Le tribunal judiciaire de Paris, statuant en référé le vingt-cinq novembre deux mille vingt-cinq, a examiné une demande fondée sur la contrefaçon de marques. La société requérante initiale a été déclarée irrecevable pour défaut de qualité à agir. La juridiction a ordonné la réouverture des débats pour permettre à une autre société intervenante de justifier de l’atteinte alléguée. La décision soulève deux questions essentielles de procédure en matière de propriété intellectuelle.

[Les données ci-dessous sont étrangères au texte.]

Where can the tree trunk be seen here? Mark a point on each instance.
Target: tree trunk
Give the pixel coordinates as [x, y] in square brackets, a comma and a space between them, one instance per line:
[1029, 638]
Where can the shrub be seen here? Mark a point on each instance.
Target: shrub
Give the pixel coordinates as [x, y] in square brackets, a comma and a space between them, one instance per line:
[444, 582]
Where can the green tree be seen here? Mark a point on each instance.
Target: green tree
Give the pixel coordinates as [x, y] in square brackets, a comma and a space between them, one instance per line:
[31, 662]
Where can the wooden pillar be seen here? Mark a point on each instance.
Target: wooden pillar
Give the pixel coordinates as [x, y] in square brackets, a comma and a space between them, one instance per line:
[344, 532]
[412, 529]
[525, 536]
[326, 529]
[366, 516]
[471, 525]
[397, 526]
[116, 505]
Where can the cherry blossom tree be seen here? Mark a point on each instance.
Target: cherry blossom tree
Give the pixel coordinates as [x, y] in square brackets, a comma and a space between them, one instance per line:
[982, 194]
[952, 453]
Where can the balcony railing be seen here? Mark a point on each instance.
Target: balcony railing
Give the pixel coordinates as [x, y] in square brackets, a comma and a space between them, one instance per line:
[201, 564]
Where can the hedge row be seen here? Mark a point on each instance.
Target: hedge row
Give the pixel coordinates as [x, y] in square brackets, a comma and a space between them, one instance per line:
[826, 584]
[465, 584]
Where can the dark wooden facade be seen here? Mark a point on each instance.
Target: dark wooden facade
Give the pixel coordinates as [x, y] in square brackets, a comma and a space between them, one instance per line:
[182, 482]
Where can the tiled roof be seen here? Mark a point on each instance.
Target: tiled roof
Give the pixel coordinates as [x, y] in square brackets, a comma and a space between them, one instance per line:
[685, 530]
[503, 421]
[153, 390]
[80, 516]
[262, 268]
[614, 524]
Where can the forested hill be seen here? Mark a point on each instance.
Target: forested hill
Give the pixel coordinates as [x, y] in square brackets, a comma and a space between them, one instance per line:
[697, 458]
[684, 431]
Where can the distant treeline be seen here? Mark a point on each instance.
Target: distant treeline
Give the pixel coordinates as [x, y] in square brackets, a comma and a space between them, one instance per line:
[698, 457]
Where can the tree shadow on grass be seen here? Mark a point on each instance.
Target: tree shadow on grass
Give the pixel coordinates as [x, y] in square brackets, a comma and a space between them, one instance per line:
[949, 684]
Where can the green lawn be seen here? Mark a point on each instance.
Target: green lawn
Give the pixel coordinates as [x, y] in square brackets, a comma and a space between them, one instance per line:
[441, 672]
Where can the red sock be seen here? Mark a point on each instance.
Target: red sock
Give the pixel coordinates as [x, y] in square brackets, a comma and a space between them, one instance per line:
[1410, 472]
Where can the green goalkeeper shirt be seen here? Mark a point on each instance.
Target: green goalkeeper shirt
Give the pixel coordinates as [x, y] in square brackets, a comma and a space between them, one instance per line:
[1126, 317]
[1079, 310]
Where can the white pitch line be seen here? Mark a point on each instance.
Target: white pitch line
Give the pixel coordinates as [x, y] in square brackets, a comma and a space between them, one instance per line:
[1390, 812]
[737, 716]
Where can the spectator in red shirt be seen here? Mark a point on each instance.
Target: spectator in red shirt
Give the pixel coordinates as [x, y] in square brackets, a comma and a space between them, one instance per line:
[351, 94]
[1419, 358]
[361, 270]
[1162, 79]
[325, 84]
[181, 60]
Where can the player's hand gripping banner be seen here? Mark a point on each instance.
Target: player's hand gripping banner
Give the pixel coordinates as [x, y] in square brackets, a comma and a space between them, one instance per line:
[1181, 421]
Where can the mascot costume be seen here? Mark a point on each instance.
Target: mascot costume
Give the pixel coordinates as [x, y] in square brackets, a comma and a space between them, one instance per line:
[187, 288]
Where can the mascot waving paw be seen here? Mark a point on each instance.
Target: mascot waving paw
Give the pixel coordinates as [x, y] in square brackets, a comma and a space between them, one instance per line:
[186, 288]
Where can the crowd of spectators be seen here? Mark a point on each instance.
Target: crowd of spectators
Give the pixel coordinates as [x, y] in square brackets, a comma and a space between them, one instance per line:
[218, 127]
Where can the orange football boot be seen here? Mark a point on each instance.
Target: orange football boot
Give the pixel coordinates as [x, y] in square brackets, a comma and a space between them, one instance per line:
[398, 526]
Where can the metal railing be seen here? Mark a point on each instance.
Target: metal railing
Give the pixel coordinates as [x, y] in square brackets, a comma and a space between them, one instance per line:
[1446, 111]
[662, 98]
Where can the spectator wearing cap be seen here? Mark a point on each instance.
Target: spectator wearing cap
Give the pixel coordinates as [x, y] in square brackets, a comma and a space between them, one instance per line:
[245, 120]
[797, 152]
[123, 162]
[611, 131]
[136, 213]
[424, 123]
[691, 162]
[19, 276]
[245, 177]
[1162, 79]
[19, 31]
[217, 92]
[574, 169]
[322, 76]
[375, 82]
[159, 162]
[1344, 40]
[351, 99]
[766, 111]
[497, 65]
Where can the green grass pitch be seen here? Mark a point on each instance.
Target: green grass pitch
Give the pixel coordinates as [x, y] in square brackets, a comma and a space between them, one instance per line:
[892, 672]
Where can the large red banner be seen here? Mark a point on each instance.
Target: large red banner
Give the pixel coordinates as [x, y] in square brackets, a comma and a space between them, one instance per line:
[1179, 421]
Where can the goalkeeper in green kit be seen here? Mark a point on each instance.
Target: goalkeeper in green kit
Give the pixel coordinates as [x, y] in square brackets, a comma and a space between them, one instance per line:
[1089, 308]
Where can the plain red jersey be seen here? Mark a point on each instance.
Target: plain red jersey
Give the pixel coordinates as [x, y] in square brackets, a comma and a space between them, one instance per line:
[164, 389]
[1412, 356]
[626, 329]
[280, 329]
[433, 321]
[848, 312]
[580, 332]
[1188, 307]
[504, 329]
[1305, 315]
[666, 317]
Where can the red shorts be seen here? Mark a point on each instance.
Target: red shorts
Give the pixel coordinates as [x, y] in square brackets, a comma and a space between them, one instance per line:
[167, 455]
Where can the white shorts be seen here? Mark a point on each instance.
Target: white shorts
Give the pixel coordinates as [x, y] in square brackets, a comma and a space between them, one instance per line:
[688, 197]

La rigueur procédurale dans l’examen de la qualité à agir
Le juge des référés a relevé d’office l’irrecevabilité de la demande initiale. La société assignante n’était pas titulaire des marques invoquées et n’alléguait aucun titre l’habilitant à agir. Le juge a appliqué le principe selon lequel « le juge peut relever d’office la fin de non-recevoir tirée du défaut de qualité » (article 125 du code de procédure civile). Cette application stricte protège le principe de l’autorité relative de la chose jugée. Elle évite qu’une décision soit rendue sur le fond à la demande d’une personne sans intérêt légitime. La jurisprudence rappelle que « l’action civile en contrefaçon est engagée par le titulaire de la marque ou par le licencié avec le consentement du titulaire » (article L 716-4-2 du code de la propriété intellectuelle). Cette rigueur garantit la sécurité juridique des débats. Elle impose aux parties de vérifier scrupuleusement leur titre avant d’ester en justice.
La détermination du fondement juridique de l’action en référé
La décision opère une distinction cruciale entre les régimes de référé. La demande initiale était fondée sur l’article 835 du code de procédure civile. Le juge rappelle que « en matière de contrefaçon de marque, l’office du juge des référés est déterminé par les dispositions spéciales » de l’article L 716-4-6 du code de la propriété intellectuelle. Ce texte exige que « les éléments de preuve, raisonnablement accessibles au demandeur, rendent vraisemblable qu’il est porté atteinte à ses droits ». Le requérant doit donc choisir le bon fondement légal sous peine de voir sa demande rejetée. Cette précision est essentielle pour le praticien. Elle souligne le caractère dérogatoire du régime spécial de la propriété intellectuelle. L’intervenante a finalement invoqué le texte approprié, sauvant ainsi la recevabilité formelle de sa propre demande.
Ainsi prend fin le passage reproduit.